Ох уж эти мне прикладные молодые умные мальчики. И жить торопятся, и это самое спешат! А поговорить? Я уж не говорю о том, чтобы поцеловать.
– Первым, что он выбросил, был сайт вашего прекрасного южного города. Сайт с резюме. Имя-фамилия моей одноклассницы, ищущей работу секретаря-референта. Я протёрла глазки в надежде, что всё, что я вижу в этом резюме, – ошибка. Но нет! Имя-фамилия те же. И даже отчество подходит. Ошибки быть не может, потому что фамилия у её папы была не слишком распространённая. Не Иванов-Петров-Сидоров. Возраст соискательницы должности секретаря-референта тоже исключает совпадения – сорок четыре года. Далее перечислены все семь смертных грехов современности. Полный перечень: коммуникабельность, активность, стремление работать в команде, целеустремлённость, быстрообучаемость, исполнительность, стрессоустойчивость. Наверное, если бы тем зимним вечером, когда и свой дом, и камин, и текила, и только что выполненная за неплохие деньги большая работа, и всё прочее под лейблом: «жизнь удалась!», мне позвонил муж, неотъемлемая часть меня, и сообщил, что он не приедет домой ночевать, и вообще уже больше никогда не приедет, потому что ушёл от меня, – я бы испытала меньший вселенский ужас. Знаешь, такой моментальный безразмерный ужас, являющийся людям только в сновидениях.
– Но почему?! – воскликнул бармен чуть громче бармену положенного, и даже компания из трёх женщин на какой-то момент обернулась на стойку бара, но, лишь скользнув по нам взглядами, снова вернулась к своим посиделкам.
– Но почему? – почти прошептал Артём. – Что такого необыкновенного выдал вам поисковик?

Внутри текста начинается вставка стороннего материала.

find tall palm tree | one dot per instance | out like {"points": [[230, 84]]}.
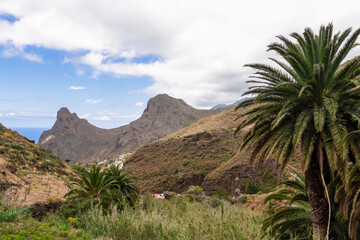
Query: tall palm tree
{"points": [[293, 220], [310, 101]]}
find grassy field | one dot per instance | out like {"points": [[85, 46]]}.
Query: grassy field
{"points": [[179, 218]]}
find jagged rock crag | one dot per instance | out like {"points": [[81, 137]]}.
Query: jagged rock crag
{"points": [[80, 141]]}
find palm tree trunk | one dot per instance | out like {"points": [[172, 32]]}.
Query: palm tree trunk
{"points": [[315, 191]]}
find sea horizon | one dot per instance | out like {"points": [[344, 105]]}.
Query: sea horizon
{"points": [[30, 133]]}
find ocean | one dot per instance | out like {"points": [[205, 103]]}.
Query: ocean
{"points": [[30, 133]]}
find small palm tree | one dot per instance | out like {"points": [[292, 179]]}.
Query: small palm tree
{"points": [[124, 182], [91, 184], [109, 187], [310, 102]]}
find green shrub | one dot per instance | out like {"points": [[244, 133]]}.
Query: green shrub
{"points": [[175, 219], [251, 188], [12, 214], [16, 146], [214, 202], [197, 190], [47, 164], [222, 194]]}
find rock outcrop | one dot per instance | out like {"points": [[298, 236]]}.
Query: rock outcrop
{"points": [[80, 141]]}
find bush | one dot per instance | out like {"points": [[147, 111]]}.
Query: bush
{"points": [[197, 190], [214, 202], [12, 214], [251, 188], [222, 194], [47, 164], [175, 219]]}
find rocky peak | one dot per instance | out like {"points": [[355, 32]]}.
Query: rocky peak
{"points": [[65, 115], [65, 121]]}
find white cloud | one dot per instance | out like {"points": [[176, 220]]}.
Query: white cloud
{"points": [[85, 116], [93, 101], [28, 114], [14, 51], [139, 104], [102, 118], [77, 87], [201, 56], [79, 71]]}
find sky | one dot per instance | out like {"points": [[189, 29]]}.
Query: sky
{"points": [[104, 59]]}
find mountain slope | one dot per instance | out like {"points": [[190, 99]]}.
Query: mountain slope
{"points": [[206, 153], [29, 173], [78, 140]]}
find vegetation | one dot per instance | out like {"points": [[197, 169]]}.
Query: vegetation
{"points": [[293, 220], [311, 102], [21, 152], [107, 188], [175, 219]]}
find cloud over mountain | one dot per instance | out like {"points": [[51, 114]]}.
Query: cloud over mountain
{"points": [[191, 49]]}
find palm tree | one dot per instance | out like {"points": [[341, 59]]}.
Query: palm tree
{"points": [[109, 187], [309, 102], [124, 183], [292, 220], [91, 184], [348, 197]]}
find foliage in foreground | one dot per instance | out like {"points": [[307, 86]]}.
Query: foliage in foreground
{"points": [[52, 228], [309, 101], [106, 187], [293, 220], [175, 219]]}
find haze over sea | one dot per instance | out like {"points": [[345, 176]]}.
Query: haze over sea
{"points": [[30, 133]]}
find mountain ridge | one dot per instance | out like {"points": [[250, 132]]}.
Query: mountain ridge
{"points": [[78, 140]]}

– Боюсь, я не смогу тебе объяснить, что такого «необыкновенного» выдал мне в тот зимний вечер поисковик.
Я улыбнулась.
Что я могу объяснить этому мальчику? Что сорок четыре и быстрообучаемость – это примерно так же, как моя подружка-с-первого-класса и активность вкупе со стрессоусточивостью? Это даже не клетка эпидермиса с хвоста того слона, которого в басне щупали слепцы. Что поисковик мне выдал: «Жизнь твоей подружки-с-первого-класса с двадцати до вот уже сорока четырёх убога и уныла. Её мечты не сбылись, потому что она была недостаточно азартной, и уже никогда не сбудутся, потому что достаточно азартной она так и не стала»? Что ещё я могу объяснить двадцатилетнему мальчику? Устроить семинарское на тему: «Мы в ответе за того хомяка, которого слишком приручили, а потом выкинули, и он сдох от голода рядом с элеватором, доверху наполненным зерном, просто потому, что привык жрать только и только из кормушки?» Пропеть ему: «Папа может, папа может всё что угодно!»? Кто сейчас помнит эти песни про пароходы-поезда? Что я смогу объяснить бармену Артёму? Что я так жалела о той фотографии, сделанной – и для меня тоже – тем самым могущим всё что угодно Викиным папой, что неизвестно куда подевали мои родители. Фотографии, на которой мы вместе с Викой держим в скрещенных ладошках хомяка Фомку, и рожицы наши так забавны и ненамного от рожицы деловитого хомяка отличаются. Я так жалела об этой и ещё о многих и многих наших с ней фотографиях, а после того, что выдал мне поисковик, я о них больше не жалею, потому что прах к праху, пепел к пеплу?